Гринька нож рассматривать не стал. Придвинул к столу для всех стулья и начал раздавать карты.
— Значит, договорились — играем не на доллары, а на вещи. Вот как ножик его. До трех «дураков». Каждый за себя…
Спустя полчаса для Кости и Леньки Криворучко сложилась угрожающая ситуация — по два раза остались «в дураках». Один раз остался и Симка. Впрочем, у него было прекрасное настроение: козырная карта шла ему косяком. А Гриньку вроде и судьба хорошей картой не баловала, но играл он артистически. Смотреть было приятно. Почти из любого положения выходил сухим. Ну, кажется, все, зашился — кучу шестерок и семерок примет. Ан нет, глаза в пустоту уставит, губами пошевелит и… покроет такой картой, на которую и ответить нечем. Все тонкости знал Гринька. Потому и был сейчас главным претендентом на выигрыш.

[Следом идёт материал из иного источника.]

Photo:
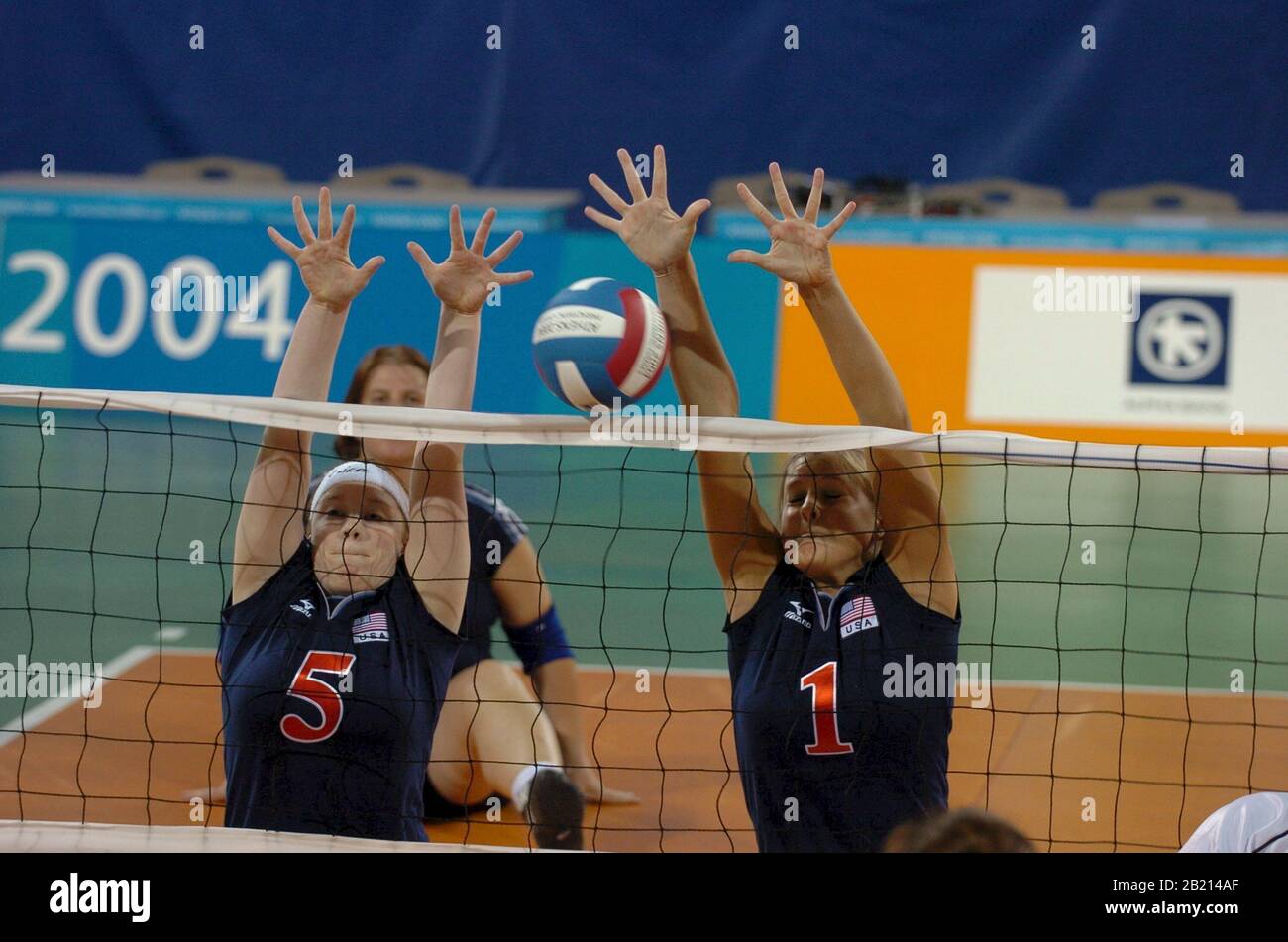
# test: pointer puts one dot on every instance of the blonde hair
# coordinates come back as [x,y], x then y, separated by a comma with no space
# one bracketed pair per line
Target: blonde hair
[398,354]
[855,463]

Костя в шестой раз собрал колоду и принялся раздавать по кругу. Выложив напоказ козырного короля, он заглянул в свои карты и побледнел: лишь крестовая шестерка еще вселяла какую-то слабую надежду. Но известно: шестерка и есть шестерка. Даже и козырная. Не успел Симка и десятка семечек разгрызть, как все было кончено: Костю в третий раз объявили «дураком».
Гринька отобрал у раздосадованного Кости карты и, словно камень, утвердил на них свой круглый увесистый, в грязноватых разводах кулак.

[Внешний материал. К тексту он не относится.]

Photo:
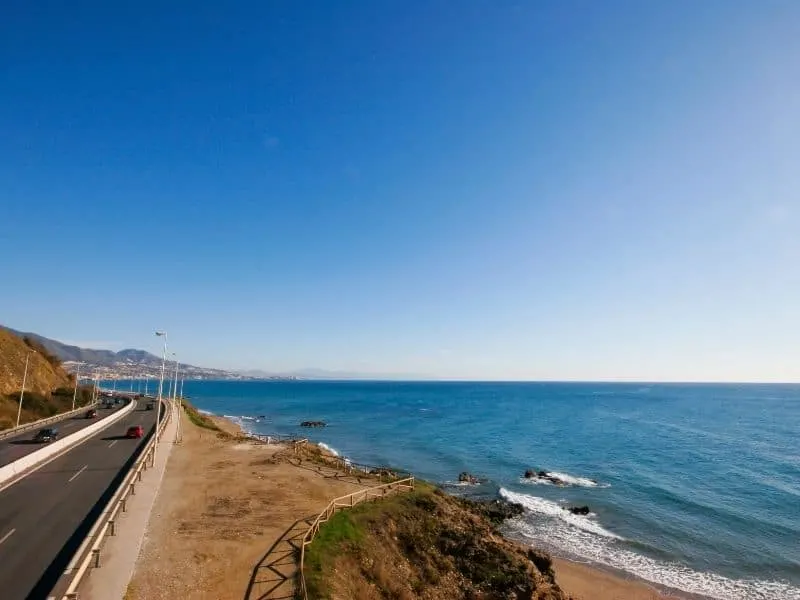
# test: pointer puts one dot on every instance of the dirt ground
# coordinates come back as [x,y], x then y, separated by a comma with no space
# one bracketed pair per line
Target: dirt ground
[229,514]
[224,517]
[586,583]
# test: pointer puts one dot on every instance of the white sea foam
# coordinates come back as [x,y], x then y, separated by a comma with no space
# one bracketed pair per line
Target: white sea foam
[546,524]
[568,479]
[327,448]
[552,509]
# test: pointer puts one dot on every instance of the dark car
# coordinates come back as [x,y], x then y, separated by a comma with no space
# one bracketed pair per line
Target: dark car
[46,435]
[135,432]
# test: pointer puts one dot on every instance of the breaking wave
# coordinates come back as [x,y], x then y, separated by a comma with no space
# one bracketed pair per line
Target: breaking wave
[546,524]
[327,448]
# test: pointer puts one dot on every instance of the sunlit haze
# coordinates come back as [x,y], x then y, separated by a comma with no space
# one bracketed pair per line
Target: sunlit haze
[475,190]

— Ну, чем расплачиваться будешь?
Костя заморгал длинными ресницами (так жалко стало себя — хоть заплачь). Но плакать он, разумеется, не собирался. Ха, плакать! Да он скорей бы палец дал себе отрубить, чем на виду у всех выдавить хоть одну слезу.
— Расплачусь, не волнуйся, — задушив в себе жалость, небрежно заверил он.
— Смотри, надувным шариком или открыточкой не отделаешься.
— Слышал! — оборвал Костя.
— Ну, слышал, и хорошо, — кивнул Гринька и все же не упустил случая уточнить: — Чтоб не дешевле рубля вещь. И не тяни. Завтра отдашь. — Посчитав, что с Костей все улажено, Гринька взглянул на будильник и озорно улыбнулся — темно-зеленые глаза его сузились. — А хотите по-быстрому, до первого «дурачка»?
— Опять на интерес? — спросил Костя, тотчас подумавший, что может отыграться. Он все еще не мог сообразить, какую же свою вещь отдаст завтра Гриньке.
— На рюмку чернил.
— Как это? — не понял Симка.
— Чего проще: нальем «дурачку» рюмку чернил, и он тяпнет за наше здоровье.
— А… чернила не вредные? Не умрешь от них? — Симка во всем любил ясность.
— Чокнутый! Да я хоть стакан дерну! Бритву же на ваших глазах съел, а чернила ерунда! — Гринька приготовился сдавать карты. — Согласны?
Вряд ли кого радовала перспектива проглотить рюмку чернил, но как было отказаться?
— Сдавай! — вспомнив, что ему все время шла сильная карта, сказал Симка.
Однако ничего вечного не бывает. Валила Симке Калачу козырная карта, да только не в этот раз. Через несколько минут Гринька достал из шкафа пузырек с чернилами, без колебаний наполнил рюмку фиолетовой жидкостью и поставил ее перед Симкой:
— Дернешь и семечками закусишь!
Чуть ли не целую минуту несчастный Симка смотрел на рюмку, не решаясь прикоснуться к ней. На его лице был такой ужас, что жалостливый Костя не выдержал:
— Может, отменим наказание? Что-нибудь другое придумаем… Пусть кукарекает и три раза вокруг стола на коленках проскачет.
— А этого не хочешь! — Гринька сунул Косте под нос выразительную комбинацию из трех пальцев. — Кукареку! Договаривались на чернила. Значит, должен пить! Дурак я, что ли, рюмку пачкал!
Симка дрожащей рукой поднял рюмку, брезгливо понюхал ее, вздохнул и, закрыв глаза, опрокинул в рот. Потом он невероятно сморщил лицо и кинулся к умывальнику.